Lischer talks about the rogate, and how valuable and important it is to a rural community. He talks about the rhythm of the religious rural life, the power in community, even gossip, in the small town. I wanted to run off and be a farmer while I was reading it; the slowness and meaningfulness of this life seemed indescribably serene and prayerful.
At one point in Robinson’s book (a novel, I might add–Lischer is memoir and Robinson is pretend memoir, so to speak), John Ames tells the story of he and his father’s trek across the country to tend his grandfather’s grave. It is perilous, lonely, and completely alien to someone of my generation. To be that lost is impossible. The closest thing I remember to it was wandering with a flat bicycle tire on the Mandan road in the Keweenaw peninsula. We were probably only about two hours walk from a store with a phone. I’m sure much less than that, in 2013, from reliable cell phone service.

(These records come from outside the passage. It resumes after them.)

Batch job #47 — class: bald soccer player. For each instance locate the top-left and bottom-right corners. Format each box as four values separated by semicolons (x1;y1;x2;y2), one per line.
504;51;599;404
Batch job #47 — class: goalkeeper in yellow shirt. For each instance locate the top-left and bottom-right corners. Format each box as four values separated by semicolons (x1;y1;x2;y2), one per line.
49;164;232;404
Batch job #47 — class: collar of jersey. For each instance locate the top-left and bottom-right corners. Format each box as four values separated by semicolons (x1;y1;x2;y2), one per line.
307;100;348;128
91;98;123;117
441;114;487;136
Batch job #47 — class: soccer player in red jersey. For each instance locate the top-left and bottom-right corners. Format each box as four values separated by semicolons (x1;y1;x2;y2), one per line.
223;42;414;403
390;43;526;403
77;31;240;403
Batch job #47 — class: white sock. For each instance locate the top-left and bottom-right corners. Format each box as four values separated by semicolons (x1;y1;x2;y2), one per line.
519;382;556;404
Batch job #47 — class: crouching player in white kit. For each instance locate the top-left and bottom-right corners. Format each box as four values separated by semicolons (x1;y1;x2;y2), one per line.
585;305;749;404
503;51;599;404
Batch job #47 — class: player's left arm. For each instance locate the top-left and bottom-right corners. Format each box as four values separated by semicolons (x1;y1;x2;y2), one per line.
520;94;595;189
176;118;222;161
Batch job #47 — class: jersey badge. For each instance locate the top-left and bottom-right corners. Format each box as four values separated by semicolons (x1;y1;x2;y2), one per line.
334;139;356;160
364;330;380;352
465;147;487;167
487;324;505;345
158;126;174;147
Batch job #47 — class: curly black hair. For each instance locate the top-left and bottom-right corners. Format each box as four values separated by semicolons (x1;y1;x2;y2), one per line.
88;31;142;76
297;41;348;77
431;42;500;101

Why does this matter? I guess it strikes me as odd that we’re deeply examining stories written about a rural world in our very urban school. It also strikes me as odd that we’re trying to define ‘care’ and ‘pastoral care’ with stories written about relationships and communities, and churches, quite frankly, that existed generations ago. In our projects at the Minnesota Historical Society, our directors always used to say “The Past is a Foreign Country.” The worlds described by these two preachers, steeped or not so steeped in the rural world of the 1930s and 1950s, these are alien worlds to me.
Many people in the church bemoan that the church is dying. That protestant America isn’t what it used to be; this and that. I wonder if that’s because we in seminary are being educated on this emotional and religious landscape.
It’s hard to know if basic human relationships ever really change. Are love stories basically the same across millennia, across the globe? The bond between parent and child? The relationship of the human being to worship?
So, when you ask someone “What is care?” and “What is pastoral care?”, perhaps it is based on these basic human relationships that never change. And, of course, what we call sacred history happened in a past that is even more alien to us than rural Iowa in the 1930s.
But what is the background for how we imagine ‘the preacher’ or ‘the rector’ or ‘the pastor’? How do we build this notion? Is it Richard Lischer, the awkward theologian dumped in a rural congregation that, true to form, offers him much more than he expected, while ostracizing his wife? Is it John Ames of Robinson’s novel, the elderly dying man who has spent his whole life in a rural community, who meticulously pours over sermons, goes traveling on foot with his father, and has never had any time or desire to think about money?
Maybe the idea of ‘imagining’ or creating ‘the pastor’ in the head of a young seminarian is silly to some people. If we create that idea, then we are only setting ourselves up for failure. We obviously can’t be who we read about in novels and memoirs. We are us. Of course.
But when we build a framework for who we are, what our role can or might be–we build that framework based on how we are taught to imagine it. I find a lot of problems imagining ‘pastorhood’ as who Richard Lischer was in New Cana, or who Marilynn Robinson imagines John Ames to be. It is unrealistic and perhaps even dangerous to build this as our narrative for who a pastor is–how he grows, how he learns, how he looks back on his life, how he carries out his duties, how he respects and how he disrespects.
Now, pastors (or priests) are men and women, gay and straight, single and married. Now, pastors serve congregations steeped in rural traditions, and congregations buzzing with urban fervor. Are there essential elements in this image that we’ve painted of ‘the pastor’ through these books?
Is there something inherently rural and earthy about our relations to one another in the church? They do say that the Hebrew Bible is very suspicious of cities and urban life. How does one pick out care and pastoral care in works that describe these alien worlds to us? Do we imagine them as our future, our past, or our present? How do they characterize the way we approach issues in our urban congregations in Chicago?
Does it really matter? Perhaps I wish, merely, that I had a less alien world to work with when I try to imagine my development as a care-giver, whether I go into The ministry or not. This all sounds lovely, beautiful, and powerful… but where can I find that kind of serenity here? That kind of relationship? That experience of being thoroughly lost? That loneliness? What does it look like here?